As origens do nosso verso popular


II




 “Quando um homem de nosso tempo é extravagante a ponto de desejar familiarizar-se, tanto emocionalmente como intelectualmente, com uma época tão fora de moda como o séc. XII, poderá tentar consegui-lo de diversas maneiras”, escreve Mestre Ezra Pound no seu referido ensaio. As maneiras sugeridas pelo mestre são basicamente três: ler as próprias canções nos livros antigos ou pergaminhos cobertos de iluminuras; tentar ouvir os versos acompanhados de música; e ainda, percorrer em pesquisa as estradas das colinas e dos rios da região de Provença. Como nosso objetivo é outro, iremos aproveitar, no possível, sugestões dos mestres anteriores em relação ao método.

                As trovas não têm fim.

                Da região de Provença foram para Espanha e de lá para a Galícia. Nosso segundo guia é o Roteiro Literário de Portugal e do Brasil, Vol. I, dos mestres Álvaro Lins e Aurélio Buarque de Hollanda, que nos traz uma antologia desde o português arcaico ao contemporâneo. Estamos então no ano de 1189 com a Cantiga D’amor de Pai Soares de Taveirós, considerado por muitos a mais antiga em nossa língua:

CANTIGA D’AMOR


                Como morreu quen nunca bem
                ouve da ren que mais amou
e quen viu quanto reçeou
d’ela e foi morto por en,
Ay, mha senhor, assi moyr’eu!

Como morreu quen foy amar
quen lhe nunca quis ben fazer,
e de que(n) lhe fez Deos ueer
de que foy morto com pesar,
Ay, mha senhor, assi moyr’eu!

Com’ ome que ensandeceu,
senhor, cõ gran pesar que uiu,
e nõ foy ledo, nen dormiu
depois, mha senhor, e  morreu,
Ay, mha senhor, assi moyr’eu!

Como morreu quen amou tal
dona que lhe nunca fez bem
e quen a uiu leuar a quen
a nõ ualia, nen a ual,
Ay, mha senhor, assi moyr’eu!
               
                “Como morreu quem nunca bem/ ouve da pessoa a quem amou”, cantou um dos primeiros poetas na infância de nossa língua. Interessante perceber que os versos não são em redondilha maior, como a maioria dos versos populares de hoje; são oito sílabas sonoras (octassílabos); dispostos em quadras com um estribilho ou refrão como é usual no versejar popular de hoje.  A deixarei assim, em forma arcaica, por não ser objetivo dessa postagem o excessivo número de notas para entendê-la na íntegra. As cantigas de amor galego-portuguesa floresceram no séc. XIII ao XV. Vieram as barcarolas, as baladas, as cantigas de amigo e maldizer... O português nasce cantando trovas, talvez por isso, até hoje somos de certa forma trovadores. Podemos sentir a evolução da língua e de sua melodia lendo outra cantiga, agora de Joam Rodrigues de Castelo Branco (séc. XV?), que possivelmente frequentou a corte de D. João II como pensa o estudioso J. J. Nunes:


CANTIGA SUA PARTINDOSSE


                Senhora, parten tã tristes
                meus olhos por vos, meu bẽ,
                que nῦca tam tristes vistes
                outros nenhῦs por ninguém.

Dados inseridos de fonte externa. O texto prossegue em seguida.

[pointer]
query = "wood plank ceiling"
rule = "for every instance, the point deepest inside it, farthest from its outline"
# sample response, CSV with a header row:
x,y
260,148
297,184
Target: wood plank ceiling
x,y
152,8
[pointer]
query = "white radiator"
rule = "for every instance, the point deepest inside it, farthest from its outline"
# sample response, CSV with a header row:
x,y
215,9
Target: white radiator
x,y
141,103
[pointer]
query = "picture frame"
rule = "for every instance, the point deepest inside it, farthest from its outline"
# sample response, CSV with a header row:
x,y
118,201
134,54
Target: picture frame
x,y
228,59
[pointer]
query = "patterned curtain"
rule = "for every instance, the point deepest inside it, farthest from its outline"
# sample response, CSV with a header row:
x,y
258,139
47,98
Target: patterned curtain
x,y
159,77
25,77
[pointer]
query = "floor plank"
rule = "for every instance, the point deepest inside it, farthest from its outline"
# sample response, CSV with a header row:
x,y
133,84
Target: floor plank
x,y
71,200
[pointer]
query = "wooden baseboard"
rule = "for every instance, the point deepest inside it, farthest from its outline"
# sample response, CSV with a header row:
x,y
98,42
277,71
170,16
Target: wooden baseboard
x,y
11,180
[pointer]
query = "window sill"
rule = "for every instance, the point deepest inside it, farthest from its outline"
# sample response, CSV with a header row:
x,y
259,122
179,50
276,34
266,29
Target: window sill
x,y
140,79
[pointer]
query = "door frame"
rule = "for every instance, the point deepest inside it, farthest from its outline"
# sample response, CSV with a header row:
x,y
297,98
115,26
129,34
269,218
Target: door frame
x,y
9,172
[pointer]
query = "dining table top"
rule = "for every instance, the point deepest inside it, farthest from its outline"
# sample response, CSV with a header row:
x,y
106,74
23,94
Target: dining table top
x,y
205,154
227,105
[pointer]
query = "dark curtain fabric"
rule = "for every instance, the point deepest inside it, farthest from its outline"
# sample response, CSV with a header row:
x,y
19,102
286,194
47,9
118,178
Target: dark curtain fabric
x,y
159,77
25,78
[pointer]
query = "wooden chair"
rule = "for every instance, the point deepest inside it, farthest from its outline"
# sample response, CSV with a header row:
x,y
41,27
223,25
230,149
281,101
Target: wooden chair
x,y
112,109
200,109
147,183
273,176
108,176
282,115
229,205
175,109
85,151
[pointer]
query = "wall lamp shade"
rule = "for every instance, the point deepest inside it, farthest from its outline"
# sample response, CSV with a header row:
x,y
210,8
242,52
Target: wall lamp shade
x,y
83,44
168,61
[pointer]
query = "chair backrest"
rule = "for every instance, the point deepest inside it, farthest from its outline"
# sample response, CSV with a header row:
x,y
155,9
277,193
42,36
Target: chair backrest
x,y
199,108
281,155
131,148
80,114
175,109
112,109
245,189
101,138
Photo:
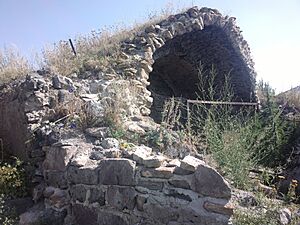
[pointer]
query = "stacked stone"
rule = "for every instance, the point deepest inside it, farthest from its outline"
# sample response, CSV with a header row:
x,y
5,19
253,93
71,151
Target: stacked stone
x,y
140,51
109,185
103,184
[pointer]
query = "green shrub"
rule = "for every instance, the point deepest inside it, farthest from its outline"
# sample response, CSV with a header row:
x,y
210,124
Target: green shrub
x,y
7,215
13,179
12,65
240,139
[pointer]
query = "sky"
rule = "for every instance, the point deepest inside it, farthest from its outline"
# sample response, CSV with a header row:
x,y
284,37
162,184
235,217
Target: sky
x,y
271,27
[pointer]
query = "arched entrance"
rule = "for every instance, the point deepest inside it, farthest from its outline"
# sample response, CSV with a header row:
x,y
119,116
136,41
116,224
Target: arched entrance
x,y
175,68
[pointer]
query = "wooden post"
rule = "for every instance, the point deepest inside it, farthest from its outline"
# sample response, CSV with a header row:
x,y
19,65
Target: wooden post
x,y
72,46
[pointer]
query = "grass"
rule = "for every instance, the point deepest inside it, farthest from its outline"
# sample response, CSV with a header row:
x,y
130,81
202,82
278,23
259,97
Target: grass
x,y
12,65
98,51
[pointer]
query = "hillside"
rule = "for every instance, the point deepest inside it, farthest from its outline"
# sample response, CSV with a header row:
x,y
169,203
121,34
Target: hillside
x,y
115,133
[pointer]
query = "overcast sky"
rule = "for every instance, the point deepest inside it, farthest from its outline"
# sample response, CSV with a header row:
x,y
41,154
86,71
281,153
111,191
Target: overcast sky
x,y
271,27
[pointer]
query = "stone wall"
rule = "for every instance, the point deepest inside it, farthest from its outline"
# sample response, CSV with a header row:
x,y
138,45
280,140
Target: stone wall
x,y
133,186
81,175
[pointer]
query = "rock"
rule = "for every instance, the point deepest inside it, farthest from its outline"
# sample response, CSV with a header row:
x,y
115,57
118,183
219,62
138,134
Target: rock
x,y
193,12
117,172
246,199
207,181
39,215
140,201
97,155
110,143
56,178
60,82
112,153
152,184
59,198
285,216
135,128
153,161
121,197
141,153
84,215
19,205
38,192
83,175
48,191
111,218
183,182
98,132
160,172
218,208
269,191
191,163
57,158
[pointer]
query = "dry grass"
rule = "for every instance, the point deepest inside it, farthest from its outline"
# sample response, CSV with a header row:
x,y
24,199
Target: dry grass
x,y
290,98
12,65
97,50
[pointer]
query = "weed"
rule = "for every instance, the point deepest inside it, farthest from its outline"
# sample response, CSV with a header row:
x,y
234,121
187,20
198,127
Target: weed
x,y
13,179
7,215
12,65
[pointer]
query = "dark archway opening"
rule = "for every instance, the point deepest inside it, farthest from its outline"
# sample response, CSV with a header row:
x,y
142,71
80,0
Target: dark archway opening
x,y
175,68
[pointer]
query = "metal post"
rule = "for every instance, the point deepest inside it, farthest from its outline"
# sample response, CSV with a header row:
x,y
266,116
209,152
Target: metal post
x,y
72,46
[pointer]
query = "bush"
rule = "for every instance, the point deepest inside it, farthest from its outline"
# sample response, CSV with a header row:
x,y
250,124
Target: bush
x,y
7,216
13,180
12,65
241,139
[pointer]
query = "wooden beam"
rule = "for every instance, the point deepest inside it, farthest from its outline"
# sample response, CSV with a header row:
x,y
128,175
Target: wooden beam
x,y
221,103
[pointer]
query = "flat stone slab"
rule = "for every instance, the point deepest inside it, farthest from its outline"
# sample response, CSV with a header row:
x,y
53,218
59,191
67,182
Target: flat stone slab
x,y
191,163
117,172
160,172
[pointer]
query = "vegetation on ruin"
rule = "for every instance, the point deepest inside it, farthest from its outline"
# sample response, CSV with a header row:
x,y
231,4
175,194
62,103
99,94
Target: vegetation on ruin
x,y
13,184
236,140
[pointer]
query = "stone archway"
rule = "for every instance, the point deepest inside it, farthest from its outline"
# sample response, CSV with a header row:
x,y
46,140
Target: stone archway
x,y
174,48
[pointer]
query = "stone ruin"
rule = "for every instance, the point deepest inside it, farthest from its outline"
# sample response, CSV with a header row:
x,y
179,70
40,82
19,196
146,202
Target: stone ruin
x,y
87,177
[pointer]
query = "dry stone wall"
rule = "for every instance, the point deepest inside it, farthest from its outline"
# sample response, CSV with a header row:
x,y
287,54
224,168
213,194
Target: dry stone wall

                Tam tristes, tam saudosos,
                tam doentes da partyda,
                tam canssados, tã chorosos,
                da morte mays desejosos
çem myl vezes que da vida.
Partem tam tristes os tristes,
tam fora desperar bem,
que nῦca tam trystes vistes
outros nenhῦs por ninguém.


                Nessa linda cantiga o português ainda é arcaico; a redondilha maior já predomina; e podemos entendê-lo sem muito problema. Percebemos o lirismo português em toda sua graciosidade. Creio que na rede temos versões dessa e da outra cantiga em ortografia contemporânea para o leitor mais curioso.

                Vai o séc. XV e entra o próximo, poderemos falar do Brasil em outra postagem.